By William Mills
On 6 June Barclays’ share price fell heavily on the London Stock Exchange after reports that Japan based Sumitomo Mitsui Banking Corporation had made an accelerated placing of 84.5m shares at 308p raising £260m.
Was this sale made because SMBC saw bad weather ahead for the British bank, or did they need the cash in a hurry for themselves?
In a statement SMBC said they had sold half their holding in Barclays for ‘the purpose of group capital efficiency’ and they looked forward to… ‘maintain a good relationship with Barclays.’
The interest rate charged by the Bank of Japan to its domestic banks could be the key to the future of recent stock market rallies. If rates rise Japanese banks may have to sell their investments made abroad in order to prop up their own Core Tier 1 capital requirements.
Since winning the December 2012 election Prime Minister Shinzo Abe has attempted to restart Japan’s stagnant economy with three measures. The first two, boosting monetary stimulus and increasing Government spending, sent shares soaring and the yen plunging.

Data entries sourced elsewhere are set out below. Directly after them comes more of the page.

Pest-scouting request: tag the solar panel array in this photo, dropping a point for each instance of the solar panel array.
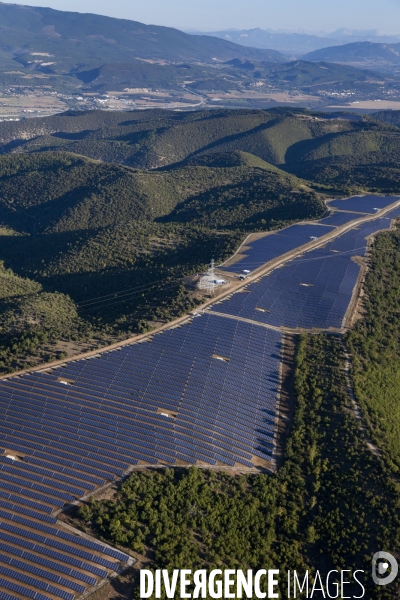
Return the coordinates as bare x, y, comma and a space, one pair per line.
272, 246
311, 291
203, 393
340, 218
363, 204
206, 391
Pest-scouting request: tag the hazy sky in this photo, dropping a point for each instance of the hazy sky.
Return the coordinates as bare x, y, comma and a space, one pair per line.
208, 15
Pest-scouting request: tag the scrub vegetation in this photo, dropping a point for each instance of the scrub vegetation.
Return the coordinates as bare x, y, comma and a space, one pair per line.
374, 344
329, 507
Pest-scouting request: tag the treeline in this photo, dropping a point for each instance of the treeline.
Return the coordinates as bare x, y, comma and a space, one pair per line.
329, 507
375, 346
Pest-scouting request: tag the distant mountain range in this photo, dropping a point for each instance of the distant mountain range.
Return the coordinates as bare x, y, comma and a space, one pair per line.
64, 40
359, 52
298, 44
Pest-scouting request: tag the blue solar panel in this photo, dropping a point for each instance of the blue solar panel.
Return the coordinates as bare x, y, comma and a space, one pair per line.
364, 204
70, 439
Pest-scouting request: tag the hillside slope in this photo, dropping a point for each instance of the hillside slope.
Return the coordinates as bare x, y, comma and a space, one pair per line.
97, 250
72, 38
358, 52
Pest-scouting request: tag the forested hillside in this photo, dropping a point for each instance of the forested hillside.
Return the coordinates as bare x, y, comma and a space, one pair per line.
343, 153
331, 504
108, 212
96, 251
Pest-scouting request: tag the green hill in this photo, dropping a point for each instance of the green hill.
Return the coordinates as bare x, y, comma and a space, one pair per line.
84, 230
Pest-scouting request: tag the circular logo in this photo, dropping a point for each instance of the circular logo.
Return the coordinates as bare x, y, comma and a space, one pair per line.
384, 568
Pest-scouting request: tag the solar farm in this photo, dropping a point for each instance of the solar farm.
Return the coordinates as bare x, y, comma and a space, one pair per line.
205, 393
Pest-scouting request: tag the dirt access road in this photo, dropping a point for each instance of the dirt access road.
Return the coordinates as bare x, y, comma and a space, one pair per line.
255, 275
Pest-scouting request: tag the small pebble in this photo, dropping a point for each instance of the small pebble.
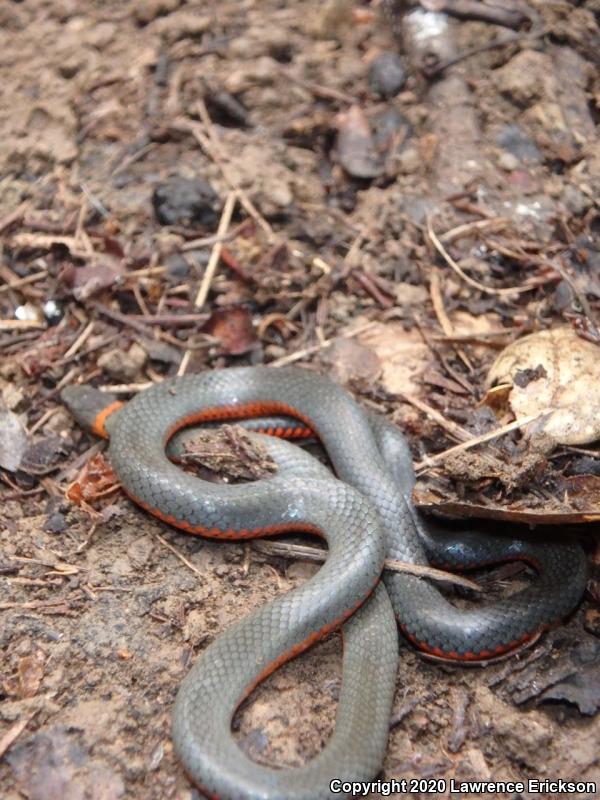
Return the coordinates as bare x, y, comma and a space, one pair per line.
508, 162
183, 201
387, 75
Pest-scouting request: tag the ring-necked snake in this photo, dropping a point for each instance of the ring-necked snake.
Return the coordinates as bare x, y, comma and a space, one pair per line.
364, 515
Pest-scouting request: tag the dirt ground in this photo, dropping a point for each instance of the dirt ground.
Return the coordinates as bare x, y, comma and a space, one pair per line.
365, 215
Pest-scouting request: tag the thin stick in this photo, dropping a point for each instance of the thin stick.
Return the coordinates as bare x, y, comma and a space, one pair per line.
215, 255
37, 276
81, 339
176, 553
429, 461
299, 354
20, 324
459, 271
307, 553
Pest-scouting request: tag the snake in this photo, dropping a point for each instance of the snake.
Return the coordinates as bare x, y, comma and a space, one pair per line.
365, 514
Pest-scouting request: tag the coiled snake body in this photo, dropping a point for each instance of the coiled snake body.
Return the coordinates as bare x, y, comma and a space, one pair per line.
364, 515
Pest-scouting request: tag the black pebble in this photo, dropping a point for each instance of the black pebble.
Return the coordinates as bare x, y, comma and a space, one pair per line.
181, 201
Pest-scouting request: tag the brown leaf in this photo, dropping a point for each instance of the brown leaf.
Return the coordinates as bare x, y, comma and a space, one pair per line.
96, 480
233, 328
356, 147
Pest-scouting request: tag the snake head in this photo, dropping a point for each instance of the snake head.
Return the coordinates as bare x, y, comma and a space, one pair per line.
91, 408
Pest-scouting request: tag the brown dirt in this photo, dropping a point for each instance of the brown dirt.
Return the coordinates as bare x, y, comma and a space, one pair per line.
102, 102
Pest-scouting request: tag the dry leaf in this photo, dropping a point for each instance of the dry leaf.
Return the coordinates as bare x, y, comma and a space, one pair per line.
553, 370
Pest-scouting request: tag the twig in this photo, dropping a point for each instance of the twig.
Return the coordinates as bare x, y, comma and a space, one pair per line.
304, 552
475, 284
176, 553
37, 276
20, 324
429, 461
213, 261
81, 339
307, 351
453, 429
440, 312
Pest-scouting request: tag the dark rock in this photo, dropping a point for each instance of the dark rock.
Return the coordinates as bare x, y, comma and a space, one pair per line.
182, 201
177, 266
387, 75
56, 523
513, 139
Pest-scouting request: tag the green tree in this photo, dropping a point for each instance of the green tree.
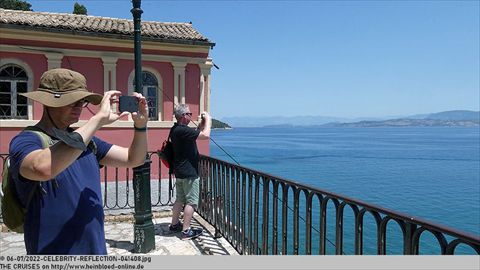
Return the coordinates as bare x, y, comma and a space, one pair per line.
79, 9
15, 4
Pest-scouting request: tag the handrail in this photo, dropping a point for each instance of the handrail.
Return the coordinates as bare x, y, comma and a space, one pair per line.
259, 213
227, 190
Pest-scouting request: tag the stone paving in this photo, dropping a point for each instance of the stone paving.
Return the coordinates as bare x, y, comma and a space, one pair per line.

The third in what has become known as Abenomics is the creation of new economic enterprise zones having special status and promises of less bureaucratic red tape.
The Nikkei stock market has climbed more than 80% since last November. However there has been a sharp drop in the last three weeks, and as the stocks fell the yen strengthened.
Whether the economic zones will really attract overseas’ companies as their Government hopes remains to be seen. Japan’s top rate of corporation tax is 35% whereas economic rival Singapore’s is only 17%.
Shinzo Abe hopes to be able to cut taxes if he wins the upper house elections in July. He also has promised to restart nuclear plants which were closed in the wake of the 2011 Fukushima disaster.
After fifteen years of deflation there are concerns that a rise in inflation might trigger off interest rate rises. However to stall bond price changes the huge Government Pension Investment Fund announced it would sell bonds and buy shares instead. How this will affect the markets in forthcoming weeks remains to be seen.